Сара могла теперь безболезненно читать не только заметки Стивена, но и свои собственные. Слова на бумаге, как древние дневники Жюли. «Сердце мое болит так, что хочется любым способом положить конец этим страданиям, как усыпляют старую собаку. Не могу больше терпеть эту боль!» Слова на бумаге, бумага все терпит.
Она спаслась, она выздоровела и более не заболеет. В Бель-Ривьер Сара не полетела ни на репетиции, ни на премьеру, пообещав наведаться ближе к концу, когда Генри наверняка уже исчезнет. Жан-Пьер предположил, что она не хочет появляться во Франции из-за смерти Стивена. Может, он и прав, какая разница.

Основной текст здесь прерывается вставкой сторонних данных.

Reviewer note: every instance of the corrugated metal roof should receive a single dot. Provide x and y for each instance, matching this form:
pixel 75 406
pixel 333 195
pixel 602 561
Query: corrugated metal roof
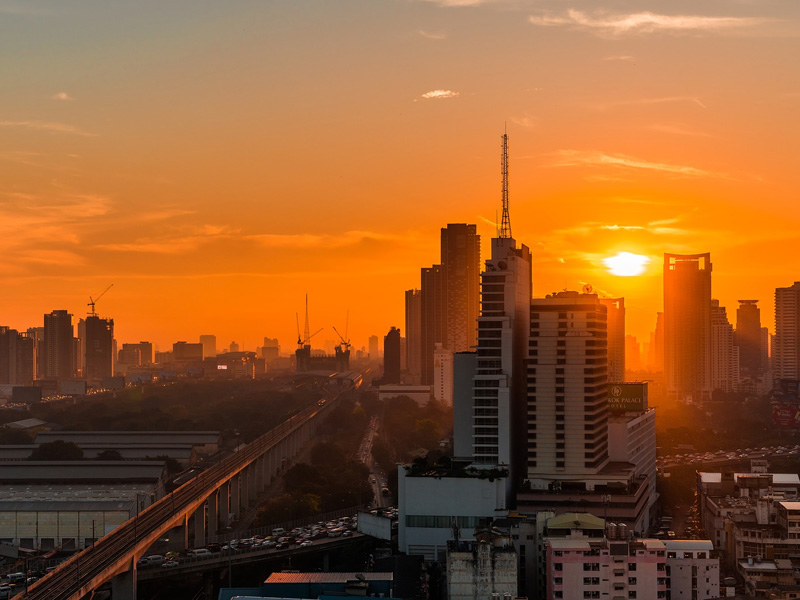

До Жюли, до того, как ее вывернуло наизнанку, она полагала, что страна любви далека от ее упорядоченного и уравновешенного бытия, что ее, Сару, можно уподобить кому-то, стоящему перед прочными железными воротами, за которыми болтается взад-вперед глупый безобидный пес. Но теперь она поняла, что ворота эти оказались дырявыми и ветхими, залатанными на скорую руку планками да фанерками, а за ними — громадный пес-убийца величиной с теленка. И намордник на нем лишь для вида, смахнет он этот намордник одним движением лапы. Или не намордник даже вовсе, а маска, театральная маска, меняющая выражение с улыбки на гримасу скорби. И обратно.
Середина августа, вот уже несколько недель, как Сара полностью избавилась от своих печалей. Как она и полагала, интенсивность боли для нее теперь непредставима. Природе (или кто там за нее?) не нужно, чтобы ее дети помнили свою боль, это не соответствует ее целям, каковы бы они ни были. Сара наслаждается маленькими радостями, ничтожными физическими удовольствиями, вроде ощущения дерева пола босою подошвой, согревающего воздействия солнечных лучей на кожу, аромата кофе, запаха свежевскопанной земли, слабого запаха инея на камне. Она снова стала женщиной, которая не плачет, хотя популярная идея целительного очищающего, оздоровляющего плача, разумеется, время от времени посещает ее голову. Забыла она, как плачут. Проявление эмоций окружающими Сара расценивает как признаки их незрелости. Услыхав о чьей-то в кого-то влюбленности она непроизвольно поймала себя на легкой презрительной усмешке. Неужто она ничему не научилась? Сара внимательно наблюдала за отступающей, теряющей силу печалью, не ослабляла бдительности, понимая, что зверь это опасный: как бы он вдруг на нее опять исподтишка не набросился. А ведь может, может такое случиться, видела она лица стариков и старух, их скорбные глаза. Не надо ей такого, нельзя терять бдительности перед этим чудовищем, недавно глодавшим ее сердце.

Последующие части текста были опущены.